All-my-ai-needs scrapling

Use Scrapling for web extraction (HTTP, async, dynamic, stealth fetchers). Prefer Scrapling for scraping pipelines; fallback to `playwright-ext` when blocked.

install
source · Clone the upstream repo
git clone https://github.com/codingSamss/all-my-ai-needs
Claude Code · Install into ~/.claude/skills/
T=$(mktemp -d) && git clone --depth=1 https://github.com/codingSamss/all-my-ai-needs "$T" && mkdir -p ~/.claude/skills && cp -r "$T/platforms/codex/skills/scrapling" ~/.claude/skills/codingsamss-all-my-ai-needs-scrapling-494191 && rm -rf "$T"
manifest: platforms/codex/skills/scrapling/SKILL.md
source content

Scrapling Skill

Use Scrapling as the primary extraction layer in a three-layer stack:

  • Scrapling: extraction-first
  • PinchTab: low-token browser inspection and lightweight interaction
  • playwright-ext
    : reliable browser execution

Keep

playwright-ext
as the final fallback for blocked or unsupported scenarios, and hand off to PinchTab first when a real browser is helpful but full Playwright rigor is not needed.

When to Use This Skill

Triggered by:

  • "scrape this site"
  • "extract structured data from pages"
  • "anti-bot scraping"
  • "dynamic page extraction"
  • "batch crawling pipeline"

Prerequisite Check

python3 --version
python3 -c "from scrapling.fetchers import Fetcher, AsyncFetcher, DynamicFetcher, StealthyFetcher"
codex mcp get playwright-ext

If you need to fetch packages or sources from GitHub/PyPI, use local proxy env:

HTTP_PROXY=http://127.0.0.1:7897 HTTPS_PROXY=http://127.0.0.1:7897 <download-command>

Core Workflow

  1. Start with
    Fetcher
    /
    AsyncFetcher
    for standard HTTP extraction.
  2. Escalate to
    DynamicFetcher
    /
    StealthyFetcher
    for JS-heavy or anti-bot pages.
  3. If the task now needs browser state inspection, text verification, or a small amount of interaction, hand off to PinchTab first when available.
  4. If the flow needs reliable ref-based interaction, strict post-action verification, or browser state that PinchTab cannot complete safely, fallback to
    playwright-ext
    .
  5. Report clearly which layer was used for the final output and why the switch happened.

Collaboration Boundaries

Prefer Scrapling when:

  • the goal is extraction, parsing, or structured data collection.
  • deterministic selectors and reproducible HTTP requests matter more than browser realism.
  • the page can be solved by HTTP fetchers or Scrapling's dynamic fetchers without human-like browser control.

Switch to PinchTab when:

  • you need a quick browser read on page state before choosing selectors or extraction strategy.
  • the user mainly needs readable page text, low-token snapshots, or lightweight tab/session operations.
  • a short browser probe is cheaper than committing to full Playwright control.

Switch directly to

playwright-ext
when:

  • the task is fundamentally interaction-heavy rather than extraction-heavy.
  • success depends on stable refs, repeated re-snapshot cycles, or precise DOM transitions.
  • login/session/captcha/risk-control handling requires a real browser workflow that must be verified step by step.

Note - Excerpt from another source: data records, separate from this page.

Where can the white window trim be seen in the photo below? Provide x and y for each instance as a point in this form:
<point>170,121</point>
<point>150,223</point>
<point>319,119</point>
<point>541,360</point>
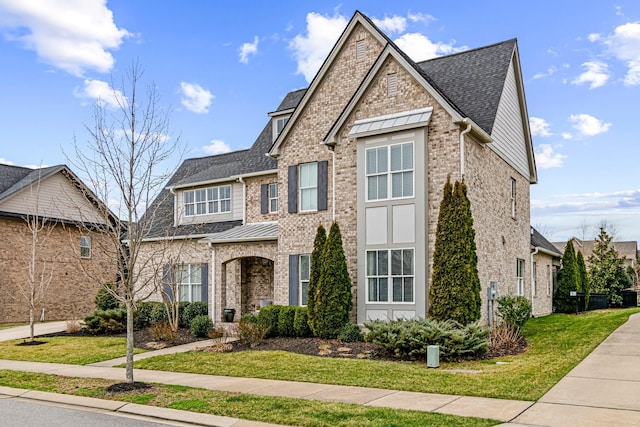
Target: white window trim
<point>184,270</point>
<point>273,199</point>
<point>520,277</point>
<point>85,239</point>
<point>390,276</point>
<point>206,201</point>
<point>300,280</point>
<point>389,173</point>
<point>301,188</point>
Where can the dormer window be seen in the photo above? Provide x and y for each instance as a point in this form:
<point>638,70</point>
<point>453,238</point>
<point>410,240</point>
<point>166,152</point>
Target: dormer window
<point>279,123</point>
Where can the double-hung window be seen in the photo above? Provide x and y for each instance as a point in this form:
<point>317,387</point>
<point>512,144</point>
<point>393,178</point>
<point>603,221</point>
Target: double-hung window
<point>205,201</point>
<point>389,171</point>
<point>190,282</point>
<point>305,273</point>
<point>395,267</point>
<point>519,277</point>
<point>273,198</point>
<point>85,247</point>
<point>308,186</point>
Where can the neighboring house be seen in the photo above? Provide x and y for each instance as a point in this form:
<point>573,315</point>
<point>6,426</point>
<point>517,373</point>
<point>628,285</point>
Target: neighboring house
<point>370,144</point>
<point>628,250</point>
<point>545,262</point>
<point>70,251</point>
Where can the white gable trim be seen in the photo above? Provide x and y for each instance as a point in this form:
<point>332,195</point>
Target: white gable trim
<point>358,18</point>
<point>333,135</point>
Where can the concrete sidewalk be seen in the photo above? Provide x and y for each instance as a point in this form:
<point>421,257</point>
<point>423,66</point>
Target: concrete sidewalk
<point>602,390</point>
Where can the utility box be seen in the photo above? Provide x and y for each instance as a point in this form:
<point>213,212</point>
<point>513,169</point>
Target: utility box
<point>433,356</point>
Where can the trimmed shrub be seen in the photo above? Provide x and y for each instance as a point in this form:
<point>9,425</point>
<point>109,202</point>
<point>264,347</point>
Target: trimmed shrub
<point>105,300</point>
<point>455,290</point>
<point>190,310</point>
<point>200,326</point>
<point>142,316</point>
<point>286,318</point>
<point>301,323</point>
<point>158,314</point>
<point>410,338</point>
<point>332,298</point>
<point>350,333</point>
<point>250,331</point>
<point>106,322</point>
<point>514,310</point>
<point>268,317</point>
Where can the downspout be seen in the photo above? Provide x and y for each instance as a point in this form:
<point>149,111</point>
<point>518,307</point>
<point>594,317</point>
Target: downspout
<point>213,282</point>
<point>244,200</point>
<point>332,149</point>
<point>535,251</point>
<point>175,206</point>
<point>467,122</point>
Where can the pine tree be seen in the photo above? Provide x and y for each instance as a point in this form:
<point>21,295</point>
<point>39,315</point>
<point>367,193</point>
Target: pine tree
<point>607,271</point>
<point>568,281</point>
<point>455,285</point>
<point>314,276</point>
<point>333,299</point>
<point>583,278</point>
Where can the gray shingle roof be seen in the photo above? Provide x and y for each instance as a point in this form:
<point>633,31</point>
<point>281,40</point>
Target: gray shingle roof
<point>473,80</point>
<point>15,178</point>
<point>539,241</point>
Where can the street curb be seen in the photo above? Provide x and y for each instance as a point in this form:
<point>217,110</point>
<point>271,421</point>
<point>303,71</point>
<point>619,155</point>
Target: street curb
<point>157,412</point>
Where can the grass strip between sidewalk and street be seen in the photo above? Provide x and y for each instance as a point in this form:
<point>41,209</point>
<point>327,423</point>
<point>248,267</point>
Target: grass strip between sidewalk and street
<point>278,410</point>
<point>557,343</point>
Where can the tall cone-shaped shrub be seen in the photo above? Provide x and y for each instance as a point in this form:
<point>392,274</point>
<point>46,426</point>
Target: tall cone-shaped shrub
<point>455,284</point>
<point>314,275</point>
<point>332,299</point>
<point>568,280</point>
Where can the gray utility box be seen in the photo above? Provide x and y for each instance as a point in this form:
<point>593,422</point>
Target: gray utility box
<point>433,356</point>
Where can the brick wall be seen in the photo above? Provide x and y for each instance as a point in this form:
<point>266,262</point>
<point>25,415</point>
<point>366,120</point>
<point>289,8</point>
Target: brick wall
<point>74,281</point>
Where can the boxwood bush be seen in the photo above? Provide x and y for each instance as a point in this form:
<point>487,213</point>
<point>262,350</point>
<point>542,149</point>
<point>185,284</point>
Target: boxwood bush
<point>410,338</point>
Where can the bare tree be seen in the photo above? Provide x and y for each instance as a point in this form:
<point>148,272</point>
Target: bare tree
<point>125,162</point>
<point>40,269</point>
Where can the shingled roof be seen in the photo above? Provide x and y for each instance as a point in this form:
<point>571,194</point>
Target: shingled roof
<point>473,80</point>
<point>15,178</point>
<point>539,241</point>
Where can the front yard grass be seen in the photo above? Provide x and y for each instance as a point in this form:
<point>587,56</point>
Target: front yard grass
<point>77,350</point>
<point>557,343</point>
<point>258,408</point>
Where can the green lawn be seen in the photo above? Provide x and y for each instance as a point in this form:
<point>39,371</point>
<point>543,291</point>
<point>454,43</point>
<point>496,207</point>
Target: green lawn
<point>258,408</point>
<point>81,350</point>
<point>557,344</point>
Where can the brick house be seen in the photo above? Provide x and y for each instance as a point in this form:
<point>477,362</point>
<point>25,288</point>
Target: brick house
<point>369,144</point>
<point>70,250</point>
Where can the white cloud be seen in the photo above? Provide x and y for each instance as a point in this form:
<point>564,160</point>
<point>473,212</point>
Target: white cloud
<point>624,43</point>
<point>588,125</point>
<point>310,50</point>
<point>539,127</point>
<point>216,147</point>
<point>420,17</point>
<point>547,158</point>
<point>73,35</point>
<point>596,74</point>
<point>248,49</point>
<point>550,71</point>
<point>420,48</point>
<point>391,25</point>
<point>195,98</point>
<point>100,92</point>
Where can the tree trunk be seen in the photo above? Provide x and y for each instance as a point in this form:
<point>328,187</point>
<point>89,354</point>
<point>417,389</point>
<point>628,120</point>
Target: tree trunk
<point>129,368</point>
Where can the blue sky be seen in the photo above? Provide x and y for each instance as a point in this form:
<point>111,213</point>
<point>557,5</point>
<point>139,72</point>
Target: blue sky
<point>222,66</point>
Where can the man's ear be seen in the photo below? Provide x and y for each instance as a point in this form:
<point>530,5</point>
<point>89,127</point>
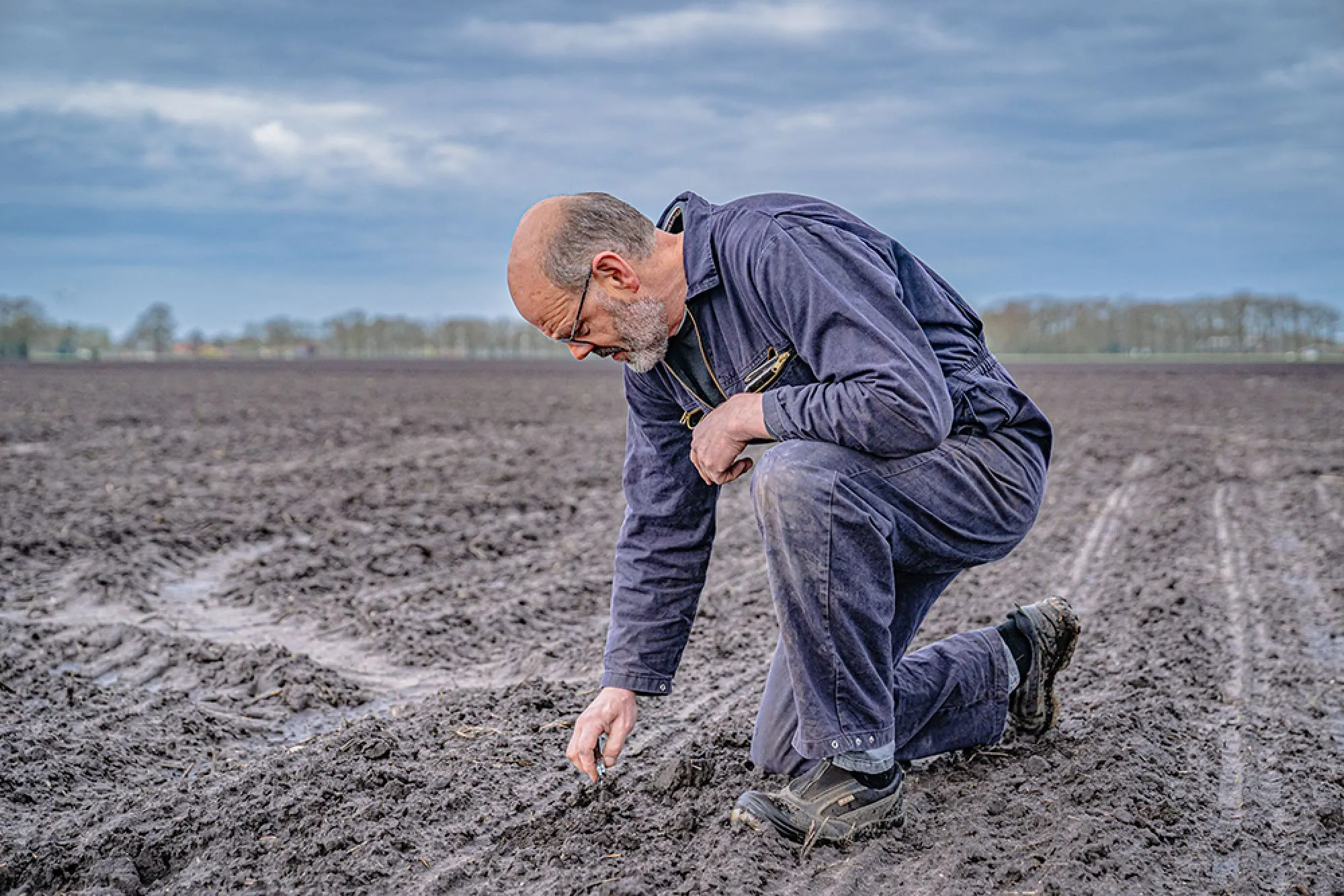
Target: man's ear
<point>615,275</point>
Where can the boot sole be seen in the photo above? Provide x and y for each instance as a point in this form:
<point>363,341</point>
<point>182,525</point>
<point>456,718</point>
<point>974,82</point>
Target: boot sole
<point>1070,620</point>
<point>756,811</point>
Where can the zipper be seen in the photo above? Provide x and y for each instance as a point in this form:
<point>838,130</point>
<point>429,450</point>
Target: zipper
<point>761,378</point>
<point>700,342</point>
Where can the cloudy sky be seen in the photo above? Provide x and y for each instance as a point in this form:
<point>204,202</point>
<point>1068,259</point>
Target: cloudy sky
<point>245,159</point>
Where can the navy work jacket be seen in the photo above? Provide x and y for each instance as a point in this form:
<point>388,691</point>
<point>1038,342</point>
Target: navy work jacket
<point>851,339</point>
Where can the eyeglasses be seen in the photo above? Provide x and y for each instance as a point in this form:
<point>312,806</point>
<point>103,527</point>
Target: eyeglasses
<point>579,316</point>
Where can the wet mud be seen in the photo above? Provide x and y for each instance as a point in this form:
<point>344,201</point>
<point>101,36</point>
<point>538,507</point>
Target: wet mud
<point>323,628</point>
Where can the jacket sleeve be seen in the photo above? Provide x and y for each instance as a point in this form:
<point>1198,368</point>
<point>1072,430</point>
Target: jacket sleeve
<point>665,545</point>
<point>881,389</point>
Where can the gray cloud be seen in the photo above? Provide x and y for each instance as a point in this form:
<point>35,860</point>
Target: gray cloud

Fallback Rules (Mandatory)

Fallback away from Scrapling when:

  • fetcher returns persistent anti-bot/captcha blocks.
  • target requires interaction that Scrapling fetchers cannot complete reliably.
  • credentialed browser state is required for final extraction.

Prefer PinchTab as the first browser handoff when the user still mainly needs inspection or lightweight interaction. Go straight to

playwright-ext
when the task already requires reliable end-to-end browser execution.

Minimal fallback check:

codex mcp get playwright-ext

Guardrails

  • Prefer the lightest fetcher that can complete the task.
  • Keep extraction reproducible (explicit URL/input and deterministic selectors where possible).
  • Do not stay in Scrapling once real browser interaction becomes the primary task.
  • Do not route to PinchTab or
    playwright-ext
    silently; state why the switch is necessary.
  • Do not claim HTTP-only extraction when fallback browser automation was actually used.